S&P Global, a leading rating agency, recently acknowledged the potential of cryptocurrencies as a hedge against inflation. The New York-based agency stated that crypto assets could theoretically protect investors from the effects of inflation, especially in emerging markets where inflation is high. However, S&P Global also pointed out that there is a lack of data to support this popular narrative. The agency drew attention to the weak correlation between bitcoin and U.S. inflation expectations, emphasizing that the track record for crypto is too short to prove that it can serve as a store of value.
Crypto proponents believe that bitcoin, the largest digital asset by market value, can act as a store of value asset like gold. This is due to a programmed code that halves bitcoin’s pace of supply expansion every four years, which contradicts the ever-increasing fiat money supply globally. The broader crypto market, including decentralized finance (DeFi), is seen as an alternative to a centralized fiat banking system. However, S&P Global’s findings show that there is little association between the crypto market and inflation expectations.

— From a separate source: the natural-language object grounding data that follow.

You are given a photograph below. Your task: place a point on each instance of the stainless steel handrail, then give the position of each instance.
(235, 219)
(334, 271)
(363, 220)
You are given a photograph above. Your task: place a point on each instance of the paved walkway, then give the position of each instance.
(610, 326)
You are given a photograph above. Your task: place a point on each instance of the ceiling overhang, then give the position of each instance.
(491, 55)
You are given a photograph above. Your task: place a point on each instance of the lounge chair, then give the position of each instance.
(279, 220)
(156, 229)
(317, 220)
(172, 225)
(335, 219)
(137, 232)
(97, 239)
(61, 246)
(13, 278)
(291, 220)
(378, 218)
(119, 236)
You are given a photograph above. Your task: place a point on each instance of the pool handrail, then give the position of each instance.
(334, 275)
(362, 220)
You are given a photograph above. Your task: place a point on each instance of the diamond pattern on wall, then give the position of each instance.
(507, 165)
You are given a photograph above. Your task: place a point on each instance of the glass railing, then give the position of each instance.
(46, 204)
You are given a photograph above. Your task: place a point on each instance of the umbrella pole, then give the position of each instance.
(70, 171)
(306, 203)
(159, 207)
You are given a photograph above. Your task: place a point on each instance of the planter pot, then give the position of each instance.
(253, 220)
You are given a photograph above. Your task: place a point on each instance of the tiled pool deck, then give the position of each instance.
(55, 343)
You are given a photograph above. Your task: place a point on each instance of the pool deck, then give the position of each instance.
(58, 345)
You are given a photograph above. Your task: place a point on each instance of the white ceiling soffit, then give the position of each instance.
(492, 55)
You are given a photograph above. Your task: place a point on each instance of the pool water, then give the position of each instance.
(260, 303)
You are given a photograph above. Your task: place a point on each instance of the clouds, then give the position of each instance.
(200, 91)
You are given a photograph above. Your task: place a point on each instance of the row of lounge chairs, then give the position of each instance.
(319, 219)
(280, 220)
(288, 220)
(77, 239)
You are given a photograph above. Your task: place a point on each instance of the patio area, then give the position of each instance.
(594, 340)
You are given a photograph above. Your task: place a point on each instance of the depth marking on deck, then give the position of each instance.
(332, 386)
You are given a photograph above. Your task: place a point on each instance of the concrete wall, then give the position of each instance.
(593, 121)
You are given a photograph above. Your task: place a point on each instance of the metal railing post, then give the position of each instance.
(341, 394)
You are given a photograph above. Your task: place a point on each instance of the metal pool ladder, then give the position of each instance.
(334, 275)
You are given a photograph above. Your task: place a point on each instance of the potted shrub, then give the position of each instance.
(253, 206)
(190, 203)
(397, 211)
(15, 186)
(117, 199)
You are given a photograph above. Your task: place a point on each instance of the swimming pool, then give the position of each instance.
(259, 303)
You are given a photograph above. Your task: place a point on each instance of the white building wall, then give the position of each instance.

S&P Global’s crypto index, S&P BDMI, has a historical correlation of just 0.10 with U.S. two-year and 10-year breakeven inflation expectations. The correlation between the rolling three-month returns for S&P BDMI and 10-year breakeven inflation expectations shows no conclusive pattern. A strong correlation of at least 0.75 might be needed to validate the inflation hedge narrative. Breakeven inflation rates are measures of investors’ expectations for inflation over a specific period derived by subtracting the yield on inflation-protected bonds from the yield on nominal bonds.
Despite the lack of correlation between the crypto market and inflation expectations, crypto assets seem to be sensitive to the cost of borrowing in the economy. They tend to move in the opposite direction of the U.S. two-year Treasury yield, which is more susceptible to interest rate expectations than longer duration bond yields. S&P Global’s chart shows an inverse relationship between the two.
Gold, on the other hand, has consistently tracked inflation expectations since 2013. S&P Global noted that there is evidence of Granger Causality between the 10-year Breakeven Inflation Expectation index and the S&P GSCI Gold index at a 95% confidence level. The Granger Causality test is a statistical hypothesis test for determining whether time series X is helpful in forecasting Y. However, the same test fails for Bitcoin.
Last year, bitcoin’s market value tanked by over 70% even though inflation in the U.S., as measured by the consumer price index, averaged 8%. The rolling three-month returns between the two show no conclusive pattern. S&P Global’s chart shows several periods where an increase in inflation expectations has failed to lift crypto market valuations. There have been periods when the two were simultaneously positive or negative.
In conclusion, S&P Global’s analysis suggests that while cryptocurrencies may have potential as a hedge against inflation, there is a lack of data to support this narrative. The weak correlation between the crypto market and inflation expectations indicates that cryptocurrencies cannot yet be considered a reliable store of value asset. However, crypto assets seem to be sensitive to the cost of borrowing in the economy and tend to move in the opposite direction of the U.S. two-year Treasury yield.